Biotech companies are making their home in multiple locations across the Chicago area, giving new meaning to the word “hub.”

In Skokie, Chicago’s Singerman Real Estate recently purchased space in the Illinois Science & Technology Park. In Lake County, Rosalind Franklin University received $2 million from Illinois’ Rebuild Illinois-funded Wet Lab Capital program to complete its Innovation and Research Park. And in the Fulton Market District, Northwestern’s Vanqua Bio leased research space near where a new lab will be opening. These developments suggest that Chicago’s biotech sector is uniquely spread-out, as compared to more-concentrated research hubs in Boston, Raleigh-Durham, and San Diego.

This unconventional configuration has multiple draws. In a Crain’s Chicago Businesses column, reporter Danny Ecker writes that Chicago’s  dispersed biotech facilities “could create a unique offering with multiple locations and rental price points to serve a wide variety of researchers.”

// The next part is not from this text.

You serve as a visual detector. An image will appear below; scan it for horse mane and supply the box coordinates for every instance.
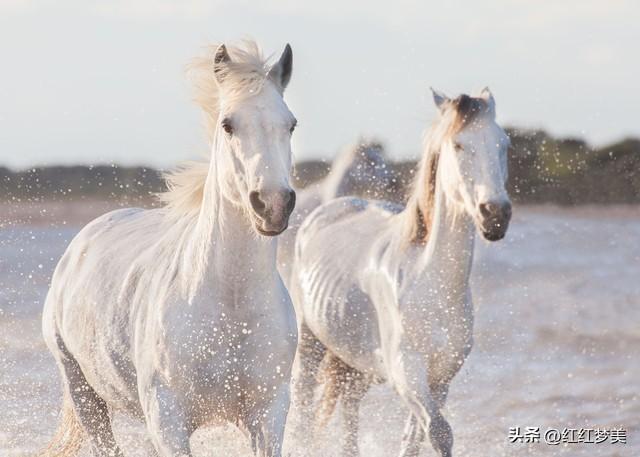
[404,94,488,244]
[157,40,270,217]
[322,138,386,201]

Additionally, having facilities throughout the area can help the local biotech industry bring in researchers looking for different residential options. In a piece in Crain’s Chicago Business, blogger and columnist Joe Cahill writes, “The lack of a single geographic core also could be seen as an advantage in attracting talent. Chicago’s biotech sector has options for workers who want an urban workplace and for those who prefer suburban settings.”

An example of this is Alter’s development Cornerstone in Grayslake, a multi-use facility with sophisticated amenities. Its location in suburban Lake County gives researchers access to Chicago and surrounding suburbs. Companies can leverage Cornerstone’s expansive, pad-ready sites to develop research areas, quality control (QC) labs, and production facilities. Our land parcels allow for the launch of pilot operations and materials production for clinical trial phases 1, 2, and 3 all the way through to market entry. This infrastructure combined with the project’s proximity to Chicago, Milwaukee, and Lake Michigan will attract biotech companies looking for cutting-edge, well-situated facilities.